“Sektor pariwisata yang berkembang di Labuan Bajo mendorong masyarakat membuka usaha di bidang kuliner, kerajinan, suvenir, transportasi, homestay, hingga jasa wisata,” tuturnya.

Selain itu, semangat kewirausahaan generasi muda juga menjadi motor penggerak pertumbuhan UMKM di daerah tersebut.

Ia menyebut, semakin banyak anak muda yang memilih membangun usaha mandiri dibanding hanya bergantung pada lapangan kerja formal.

“Kami melihat anak-anak muda sekarang lebih berani berwirausaha.
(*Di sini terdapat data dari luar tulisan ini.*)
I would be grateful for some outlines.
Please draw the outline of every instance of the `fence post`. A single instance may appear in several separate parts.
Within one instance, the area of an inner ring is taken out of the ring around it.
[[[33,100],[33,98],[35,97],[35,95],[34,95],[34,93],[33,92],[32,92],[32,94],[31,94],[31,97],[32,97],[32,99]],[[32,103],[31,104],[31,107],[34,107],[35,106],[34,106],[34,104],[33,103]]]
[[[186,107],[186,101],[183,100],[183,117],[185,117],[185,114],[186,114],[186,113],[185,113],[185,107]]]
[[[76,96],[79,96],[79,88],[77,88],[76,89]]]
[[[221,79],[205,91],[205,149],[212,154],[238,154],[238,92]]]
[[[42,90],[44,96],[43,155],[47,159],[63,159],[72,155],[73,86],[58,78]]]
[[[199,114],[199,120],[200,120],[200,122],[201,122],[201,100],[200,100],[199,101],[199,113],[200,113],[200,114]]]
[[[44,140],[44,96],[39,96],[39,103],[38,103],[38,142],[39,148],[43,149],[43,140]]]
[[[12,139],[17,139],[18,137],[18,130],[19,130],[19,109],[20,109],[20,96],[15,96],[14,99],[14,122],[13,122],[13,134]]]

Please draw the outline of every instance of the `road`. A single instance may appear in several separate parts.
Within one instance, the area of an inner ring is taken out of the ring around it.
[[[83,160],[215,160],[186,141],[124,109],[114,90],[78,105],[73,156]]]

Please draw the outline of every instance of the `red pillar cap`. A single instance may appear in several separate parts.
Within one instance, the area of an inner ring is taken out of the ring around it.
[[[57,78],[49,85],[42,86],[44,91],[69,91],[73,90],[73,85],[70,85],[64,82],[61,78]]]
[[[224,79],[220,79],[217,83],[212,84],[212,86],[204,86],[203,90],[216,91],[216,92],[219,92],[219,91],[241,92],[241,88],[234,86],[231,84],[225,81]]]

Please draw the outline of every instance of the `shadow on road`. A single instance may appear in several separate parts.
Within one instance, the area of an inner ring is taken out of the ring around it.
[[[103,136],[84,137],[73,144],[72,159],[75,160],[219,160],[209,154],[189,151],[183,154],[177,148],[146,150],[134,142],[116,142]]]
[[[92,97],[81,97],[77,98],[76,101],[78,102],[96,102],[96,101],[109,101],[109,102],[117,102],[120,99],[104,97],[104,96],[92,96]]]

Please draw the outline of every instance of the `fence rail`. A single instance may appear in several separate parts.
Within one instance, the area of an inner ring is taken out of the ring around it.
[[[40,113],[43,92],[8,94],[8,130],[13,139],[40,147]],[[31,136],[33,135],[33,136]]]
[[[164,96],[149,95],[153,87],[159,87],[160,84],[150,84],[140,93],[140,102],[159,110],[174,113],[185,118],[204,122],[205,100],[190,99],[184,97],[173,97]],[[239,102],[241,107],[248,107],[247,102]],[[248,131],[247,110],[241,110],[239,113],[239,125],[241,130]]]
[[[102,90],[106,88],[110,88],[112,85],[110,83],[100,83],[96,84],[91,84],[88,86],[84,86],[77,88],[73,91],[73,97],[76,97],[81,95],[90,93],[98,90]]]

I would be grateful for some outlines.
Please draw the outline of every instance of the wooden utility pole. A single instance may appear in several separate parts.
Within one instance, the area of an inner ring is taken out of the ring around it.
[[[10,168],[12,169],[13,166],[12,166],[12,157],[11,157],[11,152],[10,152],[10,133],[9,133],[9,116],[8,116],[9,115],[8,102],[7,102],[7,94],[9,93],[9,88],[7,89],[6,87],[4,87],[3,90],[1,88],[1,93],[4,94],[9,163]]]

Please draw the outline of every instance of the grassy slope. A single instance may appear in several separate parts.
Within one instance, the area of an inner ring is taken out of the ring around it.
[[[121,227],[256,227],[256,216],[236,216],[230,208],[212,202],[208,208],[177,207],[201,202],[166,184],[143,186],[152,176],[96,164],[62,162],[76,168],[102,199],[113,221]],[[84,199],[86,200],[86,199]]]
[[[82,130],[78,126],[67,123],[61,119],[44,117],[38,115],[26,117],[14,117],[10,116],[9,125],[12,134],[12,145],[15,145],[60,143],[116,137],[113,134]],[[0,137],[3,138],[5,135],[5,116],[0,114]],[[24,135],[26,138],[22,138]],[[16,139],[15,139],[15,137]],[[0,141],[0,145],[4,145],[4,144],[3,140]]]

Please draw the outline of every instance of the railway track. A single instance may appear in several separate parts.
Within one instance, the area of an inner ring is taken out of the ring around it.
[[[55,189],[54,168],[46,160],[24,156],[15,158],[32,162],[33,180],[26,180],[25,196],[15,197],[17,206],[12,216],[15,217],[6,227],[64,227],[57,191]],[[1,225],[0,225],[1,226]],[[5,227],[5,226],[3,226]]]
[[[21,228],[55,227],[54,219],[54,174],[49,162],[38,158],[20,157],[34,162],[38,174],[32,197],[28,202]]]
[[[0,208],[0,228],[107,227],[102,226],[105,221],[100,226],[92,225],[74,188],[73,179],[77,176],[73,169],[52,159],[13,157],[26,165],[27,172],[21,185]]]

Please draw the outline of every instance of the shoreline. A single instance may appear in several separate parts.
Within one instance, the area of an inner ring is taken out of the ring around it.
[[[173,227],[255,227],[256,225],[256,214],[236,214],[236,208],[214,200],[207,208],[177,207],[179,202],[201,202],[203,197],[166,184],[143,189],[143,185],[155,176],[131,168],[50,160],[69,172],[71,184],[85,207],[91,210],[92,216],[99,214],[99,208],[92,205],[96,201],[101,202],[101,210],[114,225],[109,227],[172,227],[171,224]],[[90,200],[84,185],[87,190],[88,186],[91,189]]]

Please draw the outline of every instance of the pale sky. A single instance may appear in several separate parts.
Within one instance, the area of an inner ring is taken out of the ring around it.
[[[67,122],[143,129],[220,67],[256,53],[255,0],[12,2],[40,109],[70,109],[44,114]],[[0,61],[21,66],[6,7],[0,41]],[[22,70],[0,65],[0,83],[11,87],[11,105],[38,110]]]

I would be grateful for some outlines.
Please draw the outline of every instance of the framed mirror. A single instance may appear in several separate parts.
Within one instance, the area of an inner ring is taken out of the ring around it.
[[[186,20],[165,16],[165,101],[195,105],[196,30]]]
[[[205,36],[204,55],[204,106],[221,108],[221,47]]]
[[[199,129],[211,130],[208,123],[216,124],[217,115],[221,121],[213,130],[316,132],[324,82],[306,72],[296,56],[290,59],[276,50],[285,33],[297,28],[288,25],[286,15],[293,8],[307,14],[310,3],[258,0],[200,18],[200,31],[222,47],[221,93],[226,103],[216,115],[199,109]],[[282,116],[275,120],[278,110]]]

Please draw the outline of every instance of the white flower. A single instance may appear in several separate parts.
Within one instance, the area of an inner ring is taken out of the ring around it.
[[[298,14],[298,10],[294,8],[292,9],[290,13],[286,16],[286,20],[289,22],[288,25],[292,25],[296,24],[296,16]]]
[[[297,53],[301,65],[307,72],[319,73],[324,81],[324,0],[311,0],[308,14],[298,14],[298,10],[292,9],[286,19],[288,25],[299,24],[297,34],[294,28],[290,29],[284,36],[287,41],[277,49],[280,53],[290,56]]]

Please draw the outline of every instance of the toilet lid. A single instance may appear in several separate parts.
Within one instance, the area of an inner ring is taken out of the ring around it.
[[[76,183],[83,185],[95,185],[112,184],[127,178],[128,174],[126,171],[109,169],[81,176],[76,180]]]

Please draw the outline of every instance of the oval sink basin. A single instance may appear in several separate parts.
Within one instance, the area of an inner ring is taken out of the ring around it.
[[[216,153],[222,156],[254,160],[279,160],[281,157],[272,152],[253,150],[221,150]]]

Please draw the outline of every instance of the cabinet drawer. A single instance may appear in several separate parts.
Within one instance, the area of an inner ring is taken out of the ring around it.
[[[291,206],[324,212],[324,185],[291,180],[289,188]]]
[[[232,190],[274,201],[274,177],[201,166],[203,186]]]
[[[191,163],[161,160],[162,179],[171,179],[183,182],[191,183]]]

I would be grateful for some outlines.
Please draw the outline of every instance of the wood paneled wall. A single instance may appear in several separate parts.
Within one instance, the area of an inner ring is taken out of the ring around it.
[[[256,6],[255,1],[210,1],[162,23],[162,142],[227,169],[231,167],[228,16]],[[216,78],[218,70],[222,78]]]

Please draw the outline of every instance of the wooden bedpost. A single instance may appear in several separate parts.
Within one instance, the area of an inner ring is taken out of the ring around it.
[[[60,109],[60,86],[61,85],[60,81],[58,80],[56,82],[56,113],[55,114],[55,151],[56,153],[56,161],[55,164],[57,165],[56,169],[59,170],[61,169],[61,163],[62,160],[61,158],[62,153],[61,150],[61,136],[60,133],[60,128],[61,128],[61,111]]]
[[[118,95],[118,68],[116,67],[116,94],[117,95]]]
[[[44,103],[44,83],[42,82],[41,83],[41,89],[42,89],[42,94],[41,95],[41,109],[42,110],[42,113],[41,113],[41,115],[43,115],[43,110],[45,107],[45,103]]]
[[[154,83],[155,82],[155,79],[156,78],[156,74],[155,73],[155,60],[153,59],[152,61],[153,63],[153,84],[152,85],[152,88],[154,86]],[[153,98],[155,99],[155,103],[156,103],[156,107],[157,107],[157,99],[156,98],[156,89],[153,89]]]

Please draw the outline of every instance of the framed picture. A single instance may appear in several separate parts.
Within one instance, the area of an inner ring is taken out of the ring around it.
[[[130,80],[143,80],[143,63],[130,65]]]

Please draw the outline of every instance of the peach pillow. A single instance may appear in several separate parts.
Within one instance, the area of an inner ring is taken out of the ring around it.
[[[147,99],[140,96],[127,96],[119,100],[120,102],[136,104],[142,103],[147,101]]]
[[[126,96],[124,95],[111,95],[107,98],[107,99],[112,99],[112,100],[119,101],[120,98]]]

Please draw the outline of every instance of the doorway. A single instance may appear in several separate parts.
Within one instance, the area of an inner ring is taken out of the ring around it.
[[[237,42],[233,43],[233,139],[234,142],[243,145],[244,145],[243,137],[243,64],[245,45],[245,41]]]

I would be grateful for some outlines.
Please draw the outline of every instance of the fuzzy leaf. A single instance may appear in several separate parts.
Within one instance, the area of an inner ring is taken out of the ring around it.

Ada yang bergerak di bidang seni, pertanian hidroponik, hingga usaha kopi. Mereka melihat ini sebagai peluang ekonomi yang menjanjikan,” katanya.

Di balik pertumbuhan jumlah UMKM, pemerintah daerah masih menghadapi tantangan besar dalam aspek legalitas usaha.

Hingga saat ini, hanya 1.604 pelaku usaha atau sekitar 12,94 persen dari total UMKM yang telah memiliki Nomor Induk Berusaha (NIB).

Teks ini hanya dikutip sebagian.